Claudia Hammond visits a children’s nursery to find out when 2 – 3 year olds begin to experience disgust. The Freudian view has been that disgust begins with potty training, but contemporary scientists dispute this and believe it comes when children are old enough to choose their own food.

Animals do not have the disgust response, as Harvard Professor Marc Hauser has discovered in his work with primates.

THE PHYSIOLOGY OF DISGUST

At the University of Virginia, Professor John Haidt has monitored the heart rates of people when they are disgusted and found that it slows as opposed to when subjects are frightened, when it goes up.

And Susan Fiske, Professor of Psychology at Princeton University has used MRI brain scanning to identify which part of the brain lights up when subjects are shown disgusting photographs.

Both pieces of research have led to fascinating findings revealed on Frontiers.

MORAL DISGUST
Using this understanding of what happens in the body when we are disgusted, scientists in America have taken the research a step further.

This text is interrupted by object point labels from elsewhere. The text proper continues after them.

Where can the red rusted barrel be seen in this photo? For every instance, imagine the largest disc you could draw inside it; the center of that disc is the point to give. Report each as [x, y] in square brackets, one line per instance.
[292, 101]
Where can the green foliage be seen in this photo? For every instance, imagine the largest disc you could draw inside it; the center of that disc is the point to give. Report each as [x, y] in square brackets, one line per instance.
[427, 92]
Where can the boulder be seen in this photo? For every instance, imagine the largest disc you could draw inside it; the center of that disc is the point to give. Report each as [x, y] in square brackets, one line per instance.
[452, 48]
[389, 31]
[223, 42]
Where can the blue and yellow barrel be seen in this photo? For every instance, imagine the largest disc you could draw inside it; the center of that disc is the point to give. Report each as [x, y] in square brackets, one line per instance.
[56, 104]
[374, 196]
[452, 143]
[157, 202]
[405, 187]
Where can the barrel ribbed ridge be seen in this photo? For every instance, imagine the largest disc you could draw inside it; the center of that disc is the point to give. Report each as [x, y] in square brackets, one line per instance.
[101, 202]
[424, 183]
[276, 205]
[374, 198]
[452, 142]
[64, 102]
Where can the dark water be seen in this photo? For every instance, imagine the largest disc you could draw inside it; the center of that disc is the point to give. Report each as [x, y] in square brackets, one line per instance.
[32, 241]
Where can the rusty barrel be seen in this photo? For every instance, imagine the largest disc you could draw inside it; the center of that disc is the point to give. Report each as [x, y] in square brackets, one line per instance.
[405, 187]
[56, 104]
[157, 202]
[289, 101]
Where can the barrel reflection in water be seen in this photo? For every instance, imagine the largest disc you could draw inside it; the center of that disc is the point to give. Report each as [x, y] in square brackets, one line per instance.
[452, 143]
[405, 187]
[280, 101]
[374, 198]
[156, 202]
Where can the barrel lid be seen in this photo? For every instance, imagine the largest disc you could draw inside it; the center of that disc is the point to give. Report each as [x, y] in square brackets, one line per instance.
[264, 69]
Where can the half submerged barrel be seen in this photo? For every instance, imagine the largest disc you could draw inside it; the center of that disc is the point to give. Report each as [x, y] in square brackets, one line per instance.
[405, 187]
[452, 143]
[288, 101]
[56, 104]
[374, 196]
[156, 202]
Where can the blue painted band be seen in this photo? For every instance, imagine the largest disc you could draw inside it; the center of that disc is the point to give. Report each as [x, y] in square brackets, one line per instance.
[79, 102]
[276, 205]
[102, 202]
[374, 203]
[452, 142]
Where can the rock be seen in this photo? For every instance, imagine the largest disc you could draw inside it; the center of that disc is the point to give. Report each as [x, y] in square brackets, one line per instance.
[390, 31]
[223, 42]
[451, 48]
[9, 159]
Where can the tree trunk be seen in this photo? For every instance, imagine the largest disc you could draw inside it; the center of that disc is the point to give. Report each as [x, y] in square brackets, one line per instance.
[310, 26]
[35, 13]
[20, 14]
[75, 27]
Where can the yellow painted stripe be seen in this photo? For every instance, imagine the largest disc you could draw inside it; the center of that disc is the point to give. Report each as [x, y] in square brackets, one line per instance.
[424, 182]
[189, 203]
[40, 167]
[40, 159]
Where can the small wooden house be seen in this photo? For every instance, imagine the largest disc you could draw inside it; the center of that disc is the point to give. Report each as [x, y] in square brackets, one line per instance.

When subjects were shown pictures of homeless people, drug addicts or videos of offensive moral content, heart rates also went down and the disgust part of the brain lit up.

This new science suggests that our moral judgements are influenced by disgust.

POLITICS AND DISGUST
More new research by Professor Paul Bloom at Yale University has also revealed that our disgust sensitivity may even be influencing the way we vote.

He explains his results in Frontiers and Claudia Hammond tests this link on two students at opposite ends of the political spectrum.